We could have done ourselves a big favour by staying in the single market and bought ourselves the time to develop a more sophisticated trade policy and given ourselves the space to relearn the art of trade. Instead, the Tories are unwittingly about to put us through a course of shock therapy. It's going to hurt.

Over the long term though, (and Brexit is for the long haul), we may very well see a fundamental shift in attitudes to the EU around the globe, not least from Canada as producers realise how badly they're being screwed by CETA. For sure, they have a wet lettuce PM for the moment but when the pendulum swings back, we could well see Canada pulling the plug. Similarly, we could see some pushback from Africa.

It seems to me that the pushme-pullyou politics of trade are best resolved by way of seeking global standards and multilateral solutions, using the Trade Facilitation Agreement to help Africa overcome EU barriers.

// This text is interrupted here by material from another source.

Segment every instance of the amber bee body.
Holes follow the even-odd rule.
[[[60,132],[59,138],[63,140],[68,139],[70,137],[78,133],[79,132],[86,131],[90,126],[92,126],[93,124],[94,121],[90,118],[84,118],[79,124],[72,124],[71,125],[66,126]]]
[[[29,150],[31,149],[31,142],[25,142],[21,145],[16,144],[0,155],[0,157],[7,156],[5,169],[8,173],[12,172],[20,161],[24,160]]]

We can do that from outside the single market since we will still be broadly working inside the EU regulatory regime but have put ourselves in a weaker position by leaving the single market. We could have surreptitiously extended the single market and weakened EU control over it.

That though is an opportunity squandered by the Tories and now we are faced with making the best of a bad job. We had better hope that whatever the Tories cook up for a free trade agreement is manifestly better than CETA. I do not have high hopes.

What we can say is that the UK will have to speak to all of those nations where we currently have trade agreements via the EU. There is at least a framework where there is scope to enhance those agreements. It's not all doom and gloom. Some of the EUs regulatory barriers are at the behest of one or two Member States and EU agreements have restrictions that we ordinarily we would not seek. There is scope to liberalise those agreements in exchange for greater access for UK services. We are going to have to get a move on though. Again there are caveats about not compromising EU trade.

Ultimately though, the UK, with its considerable expertise in food safety would do well to focus efforts on Codex initiatives to bring about new standards in order to eliminate trade barriers with a view to making bilateral deals a thing of the past. In that respect it would be a mistake to throw our lot in with the USA which is notorious for sabotaging multilateral efforts.

In more ways that one Brexit is going to hurt more than it ever needed to due to a woefully simplistic understanding of trade but that is to be expected when the UK has effectively given up its domestic capacity. I view that as a consequence of EU membership. EU trade exclusivity was a bridge too far.

The damage done will be from pulling further out than we ever needed to for advantages which don't really exist. It just means it will take longer to establish new trade and we will have to re-order the economy to compensate for the trade we will never regain. In that there are opportunities where we just have to trust that a first world economy like the UK can step up to the plate. It won't be easy but I think we can.

Whichever way this goes we must be cautious of anyone offering up simplistic solutions and making big promises. Nothing is clear cut - especially not those assertions that EU membership is necessarily good for trade. Certainty in the EU is a myth and EU trade deals are not always what they appear. We still have the city of London in our favour and since India is in the market for a multilateral agreement on services, there is a whole universe of other avenues to explore.

India made proposals for a Trade Facilitation Agreement for Services that it submitted to the WTO on February 23. The text has provisions relating to facilitating trade in services and development as well as institutional provisions. This could be more pertinent to the UK than any deal with the USA and it would benefit from having the UK as a champion.

So long as the UK does not walk away from a deal with the EU then we can make Brexit work. We will just have to think about trade in a different way and move beyond the quasi-colonial fantasies of the Tory right. If, however, Mrs May gives in to the idea that "no deal is better than a bad deal" then Britain stands to be substantially poorer for a very long time. Walking away from the EU without a deal is simply not an option.